Reds
it’s raining on the Río de la Plata and it’s almost
36 years since they killed Federico García Lorca but
what’s the relationship between that
outer reality and this inner unreality? or
what’s the relationship between that outer unreality
and this inner reality?
I don’t know the river’s gray line
looks like the knife with which they slit the sky
looks like the knife with which they slit childhoods in Azul
slit childhoods in Santa Fe and other places in the republic
sometimes forever or always forever
it’s one of the country’s great agonies
that’s for sure in the west
the sunsets are not inflamed by the sun here
children’s blood inflames the republic’s sunsets
children from Salta children from Tucumán little angels
blood evaporated or fallen swept away by the sunset
each and every each and every day
and what’s that got to do the death of Federico García Lorca
with the execution of Federico García Lorca in Granada in 1936?
or the sunset in the west of Spain
that is inflamed not by the sun but from the blood
of Federico García Lorca poet
each and every each and every day
I don’t know I don’t know
“child, you’re going to fall into the river!” said Federico García Lorca
“when he was lost in the water I understood” said Federico García Lorca
“within the rose there’s another river” said Federico García Lorca
but why does his blood inflame
Granada each and every day every day?
and the children of Azul Santa Fe Tucumán Salta
why do they inflame the sky of the republic
beneath which they have forgotten them or pretend to forget?
why did they fall into the river were lost
in the water went to the river of another rose from
ugly poverty?
what’s the relationship between that
outer reality and this inner unreality? or
what’s the relationship between that outer unreality
and this inner reality?
when did they kill Federico García Lorca in Tucumán?

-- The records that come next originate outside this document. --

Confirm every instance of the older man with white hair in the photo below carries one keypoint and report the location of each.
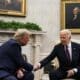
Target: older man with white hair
(68, 54)
(12, 64)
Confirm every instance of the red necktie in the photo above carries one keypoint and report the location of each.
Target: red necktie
(67, 53)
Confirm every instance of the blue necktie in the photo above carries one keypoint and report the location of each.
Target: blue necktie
(67, 53)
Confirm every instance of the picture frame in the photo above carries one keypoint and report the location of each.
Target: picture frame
(70, 16)
(13, 7)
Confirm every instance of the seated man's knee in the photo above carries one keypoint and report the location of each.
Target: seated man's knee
(10, 78)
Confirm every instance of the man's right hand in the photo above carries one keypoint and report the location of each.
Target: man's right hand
(36, 66)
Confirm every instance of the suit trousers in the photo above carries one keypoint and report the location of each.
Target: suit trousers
(27, 76)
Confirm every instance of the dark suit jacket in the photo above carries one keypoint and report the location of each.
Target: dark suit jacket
(59, 52)
(11, 58)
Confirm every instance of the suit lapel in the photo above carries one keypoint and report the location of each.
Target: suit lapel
(73, 51)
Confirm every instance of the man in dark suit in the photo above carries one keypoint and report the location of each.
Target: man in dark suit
(12, 64)
(69, 58)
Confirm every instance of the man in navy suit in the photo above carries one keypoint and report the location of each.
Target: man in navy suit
(69, 58)
(12, 64)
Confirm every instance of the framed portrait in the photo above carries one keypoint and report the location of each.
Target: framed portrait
(13, 7)
(70, 16)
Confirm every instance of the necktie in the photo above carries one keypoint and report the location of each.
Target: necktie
(67, 53)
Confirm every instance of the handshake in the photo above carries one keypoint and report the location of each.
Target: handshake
(20, 72)
(36, 66)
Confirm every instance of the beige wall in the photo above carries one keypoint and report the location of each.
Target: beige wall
(45, 13)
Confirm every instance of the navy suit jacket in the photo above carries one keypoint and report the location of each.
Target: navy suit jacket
(59, 52)
(11, 58)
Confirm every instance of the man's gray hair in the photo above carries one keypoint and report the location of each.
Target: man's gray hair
(21, 32)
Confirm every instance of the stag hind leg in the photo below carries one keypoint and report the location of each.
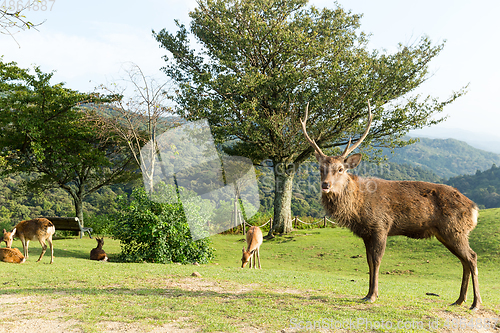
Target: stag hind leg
(375, 248)
(459, 246)
(44, 248)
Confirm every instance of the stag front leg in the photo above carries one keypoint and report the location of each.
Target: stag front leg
(465, 284)
(375, 248)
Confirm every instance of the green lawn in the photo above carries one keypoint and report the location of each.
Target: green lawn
(311, 277)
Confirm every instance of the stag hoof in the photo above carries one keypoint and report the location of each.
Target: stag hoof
(474, 307)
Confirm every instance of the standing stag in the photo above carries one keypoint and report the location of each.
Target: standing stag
(98, 253)
(41, 229)
(375, 208)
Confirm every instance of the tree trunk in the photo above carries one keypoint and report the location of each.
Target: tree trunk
(283, 177)
(79, 209)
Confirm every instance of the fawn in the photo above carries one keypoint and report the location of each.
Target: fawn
(254, 241)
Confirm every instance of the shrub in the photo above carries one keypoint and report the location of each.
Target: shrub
(157, 232)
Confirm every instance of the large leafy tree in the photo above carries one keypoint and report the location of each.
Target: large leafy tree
(47, 131)
(257, 64)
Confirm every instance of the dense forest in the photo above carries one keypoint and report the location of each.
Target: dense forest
(482, 186)
(445, 157)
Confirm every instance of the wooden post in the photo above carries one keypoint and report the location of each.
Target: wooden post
(243, 223)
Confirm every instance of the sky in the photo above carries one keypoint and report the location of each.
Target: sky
(89, 43)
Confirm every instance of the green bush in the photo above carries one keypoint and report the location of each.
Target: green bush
(158, 232)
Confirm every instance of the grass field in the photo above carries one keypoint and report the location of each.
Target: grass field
(310, 277)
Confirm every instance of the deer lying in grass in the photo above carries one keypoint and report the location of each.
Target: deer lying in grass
(254, 241)
(41, 229)
(374, 209)
(98, 253)
(11, 255)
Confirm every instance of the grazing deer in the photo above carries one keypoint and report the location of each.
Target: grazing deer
(254, 241)
(374, 209)
(41, 229)
(11, 255)
(98, 253)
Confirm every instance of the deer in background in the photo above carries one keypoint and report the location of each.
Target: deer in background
(254, 241)
(98, 253)
(374, 209)
(41, 229)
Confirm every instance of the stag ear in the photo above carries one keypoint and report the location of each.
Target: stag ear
(352, 161)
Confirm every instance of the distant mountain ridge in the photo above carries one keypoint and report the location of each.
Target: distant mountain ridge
(445, 157)
(482, 141)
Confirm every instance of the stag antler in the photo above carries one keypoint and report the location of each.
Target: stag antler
(348, 149)
(311, 141)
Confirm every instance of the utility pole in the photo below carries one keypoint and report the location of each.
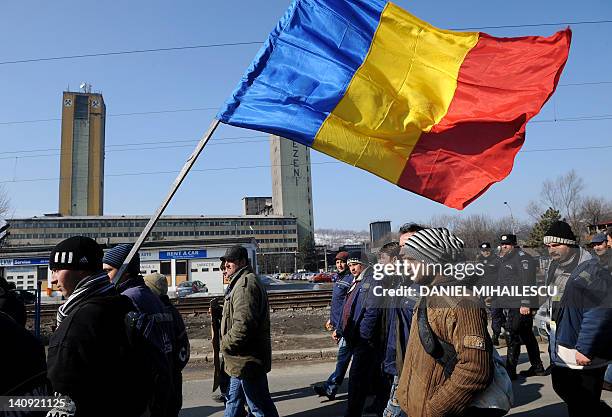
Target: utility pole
(325, 255)
(511, 218)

when was he shot in Azul Santa Fe Salta?
Juan Gelman
(Translated by John Lyons)
In this poem, Juan Gelman – of Ukrainian origin and one of Argentina’s greatest poet – draws a parallel between the murder of the poet Federico García Lorca by Franco’s fascist troops at the start of the Spanish Civil War and the slaughter of innocents in Argentina during the so-called Dirty War (the name used for the period of United States-backed state terrorism in Argentina from 1976 to 1983). Azul, Santa Fe, Salta and Tucumán are representative provinces of Argentina, though the military dictatorship spread terror throughout the country.